Aujourd’hui, selon le colonel, les éliminations se font de plus en plus dans des centres secrets. Chaque ville en compte de 15 à 30. Le plus terrifiant est le 005 de la capitale, près de l’aéroport Mehrabad. Quand ils veulent que le meurtre se sache – pour terroriser les autres –, ils relâchent le prisonnier en disant : « Tu es libre, mais deviens muet. » Puis un assassin l’achève contre une remise de peine. Depuis 2010, le régime se sert de plus en plus de criminels pour ses basses besognes. Les plus zélés suivent également des cours idéologiques pour aduler Khamenei, qui les absout de leurs péchés.
« Le pire, reprend le colonel, ce sont les centres de détention de la ­sécurité nationale. La police n’y met jamais les pieds. Juste les hauts gradés du Sepah comme moi.

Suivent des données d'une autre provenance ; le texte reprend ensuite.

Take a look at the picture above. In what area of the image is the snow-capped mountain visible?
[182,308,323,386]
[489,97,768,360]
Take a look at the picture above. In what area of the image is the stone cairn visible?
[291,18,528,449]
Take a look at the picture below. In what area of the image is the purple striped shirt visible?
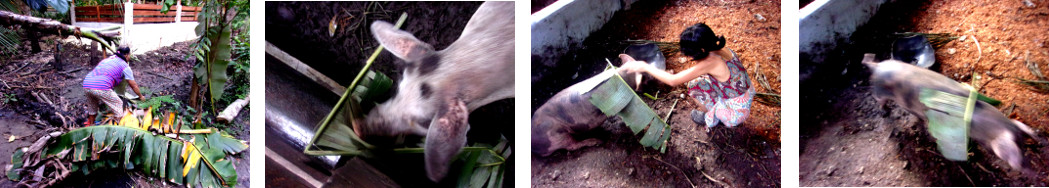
[83,56,134,89]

Le nombre de victimes dépasse votre imagination. Mais ça commence à se savoir car des geôliers ou des tortionnaires mettent de l’argent de côté pour partir… Certains espèrent également se racheter, comme moi. Je n’en pouvais plus. Quand ma propre sœur m’a dit que mon argent puait, j’ai craqué. » Celle-ci est veuve. Le colonel a élevé ses deux enfants, qu’il aime, dit-il, comme s’ils étaient les siens. Il tremble pour eux aujourd’hui. Son neveu, adolescent, renie le régime. S’il apprenait le dernier poste de son oncle, il le rejetterait. « Les jeunes ne veulent plus de ce régime, soupire le colonel. Y compris les enfants des dirigeants… »
    © Katouynoue Amiri
(*) iranhumanrights.org, entre autres organisations qui luttent pour les droits de l’homme en Iran.